Mr Lau was found guilty of trying to send aid in the way of 250 euros and three pairs of night vision goggles worth 1,440 euros to the terror group Jaish al-Muhajireen wal-Ansar or Jamwa, after a lengthy trial which began last year. The former firefighter from Mönchengladbach turned radical Salafist Imam was accused of aiding the terror group by pretending his actions were humanitarian aid Die Welt reports.
The prosecutor in the case initially demanded a sentence of six and a half years due to the fact that Lau had lied about giving humanitarian aid to the group. The lawyer for Mr Lau, meanwhile, had demanded an acquittal in the case.
During the trial, it was also revealed that Lau had attempted to arrange the marriage of a 16-year-old Austrian girl to an adult male Islamist.
The information comes just after coalition forces discovered a 16-year-old German girl named Linda Wenzel in the former ISIS stronghold of Mosul in Iraq.

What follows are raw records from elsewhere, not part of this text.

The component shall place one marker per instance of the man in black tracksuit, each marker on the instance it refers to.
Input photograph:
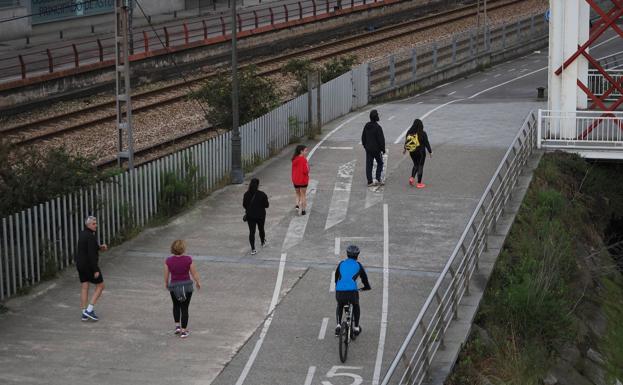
(87, 259)
(373, 141)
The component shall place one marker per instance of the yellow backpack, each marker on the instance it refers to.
(412, 143)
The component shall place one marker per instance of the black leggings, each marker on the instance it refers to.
(181, 308)
(343, 298)
(418, 158)
(252, 222)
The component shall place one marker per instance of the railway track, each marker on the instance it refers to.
(53, 126)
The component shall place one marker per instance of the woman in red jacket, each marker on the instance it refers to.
(300, 176)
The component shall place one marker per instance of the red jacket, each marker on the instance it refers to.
(300, 171)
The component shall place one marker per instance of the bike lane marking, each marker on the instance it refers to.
(269, 320)
(383, 331)
(323, 328)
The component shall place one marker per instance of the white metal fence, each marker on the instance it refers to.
(42, 239)
(412, 362)
(582, 131)
(410, 65)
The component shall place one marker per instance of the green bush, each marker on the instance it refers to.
(31, 176)
(256, 97)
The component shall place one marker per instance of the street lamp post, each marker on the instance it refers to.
(236, 151)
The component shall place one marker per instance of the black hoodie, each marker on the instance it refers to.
(372, 138)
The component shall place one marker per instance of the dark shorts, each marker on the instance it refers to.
(344, 297)
(86, 275)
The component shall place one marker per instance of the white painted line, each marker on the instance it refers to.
(384, 312)
(310, 375)
(298, 224)
(506, 82)
(400, 138)
(341, 194)
(323, 328)
(313, 150)
(336, 248)
(335, 148)
(269, 320)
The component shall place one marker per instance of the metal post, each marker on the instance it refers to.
(122, 65)
(319, 103)
(310, 113)
(236, 151)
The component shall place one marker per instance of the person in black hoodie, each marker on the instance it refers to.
(87, 264)
(373, 141)
(255, 202)
(416, 142)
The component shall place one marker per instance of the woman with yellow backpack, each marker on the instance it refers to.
(416, 142)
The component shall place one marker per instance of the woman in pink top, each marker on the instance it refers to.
(177, 271)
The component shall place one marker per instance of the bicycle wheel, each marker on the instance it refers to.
(343, 341)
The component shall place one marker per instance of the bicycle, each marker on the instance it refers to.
(346, 331)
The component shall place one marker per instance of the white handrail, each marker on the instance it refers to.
(529, 122)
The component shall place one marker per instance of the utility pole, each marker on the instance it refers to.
(123, 90)
(236, 150)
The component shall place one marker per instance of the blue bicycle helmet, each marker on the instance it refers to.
(352, 251)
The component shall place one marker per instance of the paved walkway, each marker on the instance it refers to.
(405, 235)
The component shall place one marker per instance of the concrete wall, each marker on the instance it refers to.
(17, 28)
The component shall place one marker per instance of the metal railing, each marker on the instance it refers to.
(410, 65)
(43, 238)
(160, 39)
(441, 307)
(588, 130)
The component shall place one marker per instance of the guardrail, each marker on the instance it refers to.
(43, 238)
(441, 307)
(160, 39)
(580, 130)
(411, 65)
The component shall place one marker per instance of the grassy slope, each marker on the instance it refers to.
(551, 272)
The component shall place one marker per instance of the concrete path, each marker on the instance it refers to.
(268, 318)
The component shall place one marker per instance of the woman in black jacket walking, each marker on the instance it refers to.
(416, 142)
(255, 203)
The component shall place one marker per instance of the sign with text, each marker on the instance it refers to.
(44, 11)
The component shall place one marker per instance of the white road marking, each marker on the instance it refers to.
(296, 229)
(310, 375)
(323, 328)
(341, 194)
(384, 312)
(401, 136)
(506, 82)
(269, 320)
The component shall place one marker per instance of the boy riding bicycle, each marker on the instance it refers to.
(346, 290)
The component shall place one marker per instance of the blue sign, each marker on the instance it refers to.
(44, 11)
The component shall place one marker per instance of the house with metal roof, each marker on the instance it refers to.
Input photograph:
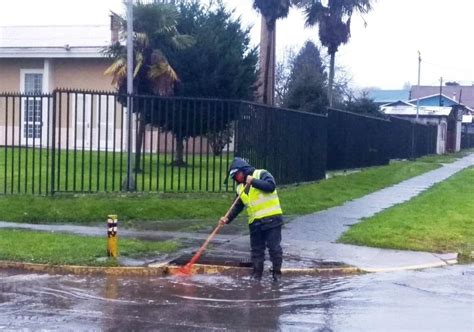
(36, 60)
(462, 94)
(382, 97)
(42, 58)
(446, 118)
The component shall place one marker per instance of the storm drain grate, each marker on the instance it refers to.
(214, 260)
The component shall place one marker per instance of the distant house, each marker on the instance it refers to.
(382, 97)
(42, 58)
(446, 118)
(461, 94)
(36, 60)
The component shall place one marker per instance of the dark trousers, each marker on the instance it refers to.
(262, 237)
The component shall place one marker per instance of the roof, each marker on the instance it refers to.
(423, 110)
(388, 96)
(466, 97)
(54, 41)
(398, 103)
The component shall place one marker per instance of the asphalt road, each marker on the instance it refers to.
(440, 299)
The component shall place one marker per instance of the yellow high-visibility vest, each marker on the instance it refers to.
(259, 204)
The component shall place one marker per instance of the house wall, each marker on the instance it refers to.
(84, 74)
(10, 72)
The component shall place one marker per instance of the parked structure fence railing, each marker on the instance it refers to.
(467, 140)
(76, 141)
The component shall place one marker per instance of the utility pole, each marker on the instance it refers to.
(440, 91)
(417, 110)
(130, 185)
(418, 99)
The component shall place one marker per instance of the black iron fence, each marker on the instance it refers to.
(80, 141)
(407, 139)
(356, 140)
(77, 141)
(467, 140)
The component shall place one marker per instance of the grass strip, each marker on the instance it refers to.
(194, 210)
(439, 220)
(60, 249)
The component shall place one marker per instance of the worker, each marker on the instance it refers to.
(257, 193)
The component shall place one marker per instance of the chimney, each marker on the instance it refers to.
(114, 29)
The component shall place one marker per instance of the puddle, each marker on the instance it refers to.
(397, 301)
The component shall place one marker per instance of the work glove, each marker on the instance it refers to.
(223, 221)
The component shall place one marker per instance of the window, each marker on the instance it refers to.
(33, 83)
(32, 86)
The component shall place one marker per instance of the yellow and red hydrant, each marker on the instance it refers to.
(112, 236)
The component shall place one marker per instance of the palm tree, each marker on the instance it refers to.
(334, 20)
(271, 11)
(155, 29)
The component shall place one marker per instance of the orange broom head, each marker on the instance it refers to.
(184, 271)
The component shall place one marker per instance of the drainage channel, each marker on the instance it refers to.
(211, 264)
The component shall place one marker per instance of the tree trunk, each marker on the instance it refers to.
(139, 142)
(331, 77)
(267, 63)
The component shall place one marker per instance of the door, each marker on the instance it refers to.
(82, 104)
(106, 119)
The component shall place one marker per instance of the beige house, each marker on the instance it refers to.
(36, 60)
(445, 118)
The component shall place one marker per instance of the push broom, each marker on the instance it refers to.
(187, 269)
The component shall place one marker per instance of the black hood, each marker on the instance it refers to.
(240, 165)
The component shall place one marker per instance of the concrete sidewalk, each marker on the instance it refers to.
(309, 240)
(312, 237)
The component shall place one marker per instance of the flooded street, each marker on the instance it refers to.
(434, 299)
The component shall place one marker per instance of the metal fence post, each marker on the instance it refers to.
(53, 143)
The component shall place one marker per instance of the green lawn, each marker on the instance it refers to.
(192, 211)
(39, 247)
(439, 220)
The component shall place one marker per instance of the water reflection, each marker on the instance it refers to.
(365, 302)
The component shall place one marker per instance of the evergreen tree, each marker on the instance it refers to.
(363, 105)
(307, 86)
(221, 63)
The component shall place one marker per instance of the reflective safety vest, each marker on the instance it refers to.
(259, 204)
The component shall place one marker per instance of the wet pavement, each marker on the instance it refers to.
(439, 299)
(313, 236)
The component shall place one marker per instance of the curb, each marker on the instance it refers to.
(164, 269)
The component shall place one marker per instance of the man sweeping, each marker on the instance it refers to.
(257, 193)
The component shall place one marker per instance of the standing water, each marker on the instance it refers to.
(434, 299)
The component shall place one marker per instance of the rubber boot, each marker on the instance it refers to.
(257, 271)
(276, 272)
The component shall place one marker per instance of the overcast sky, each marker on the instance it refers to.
(384, 54)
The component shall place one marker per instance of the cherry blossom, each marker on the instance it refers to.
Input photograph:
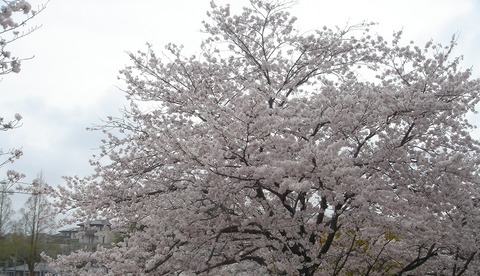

Wenzel had been lured to Syria by an Islamic State fighter but told the authorities who found her that she just wanted to go home.
Sven Lau is best known in Germany for his “Sharia Police” project in Wuppertal in which he and a number of other men would walk the streets trying to enforce Sharia law by banning alcohol, gambling, prostitution and the playing of music. German prosecutors attempted to bring the group to court for their activities accusing them of vigilantism, but courts ruled that their activities fell within the confines of the law.
A convert to Islam in his teens, Lau is one of the leading figures in the rapidly growing radical Islamic Salafist scene in Germany. German domestic intelligence services say that the number of Salafists has almost doubled over the last few years from 5,500 to over to over 9,200 in late 2016.
Salafists have also had extensive ties to terrorists and terrorist groups to the point that former German vice-chancellor Sigmar Gabriel called for a ban on Salafist mosques entirely. “Salafist mosques must be banned, the communities dissolved and the preachers should be expelled, as soon as possible,” he said earlier this year.
Salafist have also been present in asylum homes, attempting to recruit vulnerable underage migrants to their radical ideology under the guise of humanitarian work.